Bert Crf Entity Extraction Pytorch Save

Entity extraction using BERT + CRF for single-tun / multi-turn setting in dialogues

Project README

bert-crf-entity-extraction-pytorch

This repository is for the entity extraction task using the pre-trained BERT[1] and the additional CRF(Conditional Random Field)[2] layer.

Originally, this project has been conducted for dialogue datasets, so it contains both single-turn setting and multi-turn setting.

The single-turn setting is the same as the basic entity extraction task, but the multi-turn one is a little bit different since it considers the dialogue contexts(previous histories) to conduct the entity extraction task to current utterance.

The multi-turn context application is based on ReCoSa(the Relevant Contexts with Self-attention)[3] structure.

You can see the details of each model in below descriptions.
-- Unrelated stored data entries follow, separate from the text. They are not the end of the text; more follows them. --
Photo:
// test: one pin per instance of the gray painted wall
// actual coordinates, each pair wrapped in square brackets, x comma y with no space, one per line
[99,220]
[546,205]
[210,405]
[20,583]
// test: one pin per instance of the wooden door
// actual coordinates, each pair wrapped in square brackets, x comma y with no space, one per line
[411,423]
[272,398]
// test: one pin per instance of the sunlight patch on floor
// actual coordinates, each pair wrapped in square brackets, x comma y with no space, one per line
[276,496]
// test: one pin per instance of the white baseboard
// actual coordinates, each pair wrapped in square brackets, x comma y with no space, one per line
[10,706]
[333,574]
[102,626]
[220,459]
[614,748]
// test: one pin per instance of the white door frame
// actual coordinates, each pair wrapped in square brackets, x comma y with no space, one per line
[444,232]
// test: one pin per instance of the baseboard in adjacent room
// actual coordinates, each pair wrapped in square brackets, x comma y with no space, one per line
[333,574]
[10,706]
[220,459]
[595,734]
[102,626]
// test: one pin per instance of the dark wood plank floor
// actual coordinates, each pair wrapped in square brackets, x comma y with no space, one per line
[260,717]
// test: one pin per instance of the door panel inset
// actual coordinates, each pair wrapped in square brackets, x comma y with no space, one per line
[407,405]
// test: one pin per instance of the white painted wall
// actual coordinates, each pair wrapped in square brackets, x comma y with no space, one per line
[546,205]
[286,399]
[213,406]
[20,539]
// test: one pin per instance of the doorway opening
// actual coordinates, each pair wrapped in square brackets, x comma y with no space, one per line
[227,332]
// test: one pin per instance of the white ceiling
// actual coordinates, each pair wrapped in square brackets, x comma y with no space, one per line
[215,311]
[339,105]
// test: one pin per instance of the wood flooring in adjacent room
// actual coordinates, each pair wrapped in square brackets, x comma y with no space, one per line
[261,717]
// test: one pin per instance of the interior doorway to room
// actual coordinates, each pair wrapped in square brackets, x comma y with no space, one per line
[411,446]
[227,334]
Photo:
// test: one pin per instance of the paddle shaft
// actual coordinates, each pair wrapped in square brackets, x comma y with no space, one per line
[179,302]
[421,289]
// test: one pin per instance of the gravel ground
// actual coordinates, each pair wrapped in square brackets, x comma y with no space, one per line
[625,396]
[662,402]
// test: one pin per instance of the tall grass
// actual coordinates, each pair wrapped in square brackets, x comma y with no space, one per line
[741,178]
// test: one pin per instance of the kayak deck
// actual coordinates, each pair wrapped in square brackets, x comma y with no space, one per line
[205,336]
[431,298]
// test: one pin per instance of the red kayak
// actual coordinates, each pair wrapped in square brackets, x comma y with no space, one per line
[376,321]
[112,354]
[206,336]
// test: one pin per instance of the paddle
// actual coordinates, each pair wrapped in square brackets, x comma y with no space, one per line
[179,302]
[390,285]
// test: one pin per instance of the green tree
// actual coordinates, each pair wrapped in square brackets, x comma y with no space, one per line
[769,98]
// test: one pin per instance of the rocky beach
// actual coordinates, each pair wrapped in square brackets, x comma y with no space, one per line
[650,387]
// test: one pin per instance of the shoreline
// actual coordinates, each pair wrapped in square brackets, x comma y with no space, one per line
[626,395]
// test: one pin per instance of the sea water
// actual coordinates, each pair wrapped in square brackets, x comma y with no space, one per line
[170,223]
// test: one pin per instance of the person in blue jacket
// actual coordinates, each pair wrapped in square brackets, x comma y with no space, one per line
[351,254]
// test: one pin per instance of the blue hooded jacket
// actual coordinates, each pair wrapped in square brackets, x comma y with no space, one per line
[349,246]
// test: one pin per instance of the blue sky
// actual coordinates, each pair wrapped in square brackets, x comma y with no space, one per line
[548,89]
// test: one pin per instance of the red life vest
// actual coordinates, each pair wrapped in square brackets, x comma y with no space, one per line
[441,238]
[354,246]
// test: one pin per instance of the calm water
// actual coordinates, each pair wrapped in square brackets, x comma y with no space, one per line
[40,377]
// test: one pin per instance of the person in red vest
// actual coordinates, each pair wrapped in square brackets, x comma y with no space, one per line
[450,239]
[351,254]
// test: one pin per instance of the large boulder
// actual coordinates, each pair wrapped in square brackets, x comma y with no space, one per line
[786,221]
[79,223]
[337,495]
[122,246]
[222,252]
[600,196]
The structure of BERT+CRF entity extraction model in the single-turn / multi-turn setting.

Arguments

Arguments for data pre-processing

Argument	Type	Description	Default
`seed`	`int`	The random seed.	`0`
`data_dir`	`str`	The parent data directory.	`"data"`
`raw_dir`	`str`	The directory which contains the raw data json files.	`"raw"`
`save_dir`	`str`	The directory which will contain the parsed data pickle files.	`"processed"`
`bert_type`	`str`	The BERT type to load.	`"bert-base-uncased"`
`train_ratio`	`float`	The ratio of train set to the total number of dialogues in each file.	`0.8`

Arguments for training/evaluating

Argument	Type	Description	Default
`seed`	`int`	The random seed.	`0`
`turn_type`	`str`	The turn type setting. (`"single"` or `"multi"`)	YOU SHOULD SPECIFY
`bert_type`	`str`	The BERT type to load.	`"bert-base-uncased"`
`pooling`	`str`	The pooling policy when using the multi-turn setting.	`"cls"`
`data_dir`	`str`	The parent data directory.	`"data"`
`processed_dir`	`str`	The directory which contains the parsed data pickle files.	`"processed"`
`ckpt_dir`	`str`	The path for saved checkpoints.	`"saved_models"`
`gpu`	`int`	The index of a GPU to use.	`0`
`sp1_token`	`str`	The speaker1(USER) token.	`"[USR]"`
`sp2_token`	`str`	The speaker2(SYSTEM) token.	`"[SYS]"`
`max_len`	`int`	The max length of each utterance.	`128`
`max_turns`	`int`	The maximum number of the dialogue history to be attended in the multi-turn setting.	`5`
`dropout`	`float`	The dropout rate.	`0.1`
`context_d_ff`	`int`	The size of intermediate hidden states in the feed-forward layer.	`2048`
`context_num_heads`	`int`	The number of heads for the multi-head attention.	`8`
`context_dropout`	`float`	The dropout rate for the context encoder.	`0.1`
`context_num_layers`	`int`	The number of layers in the context encoder.	`2`
`learning_rate`	`float`	The initial learning rate.	`5e-5`
`warmup_ratio`	`float`	The ratio of warmup steps to the total training steps.	`0.1`
`batch_size`	`int`	The batch size.	`8`
`num_workers`	`int`	The number of sub-processes for data loading.	`4`
`num_epochs`	`int`	The number of training epochs.	`10`

Dataset

This repository uses the Google's Taskmaster-2[4] dataset for entity extraction task.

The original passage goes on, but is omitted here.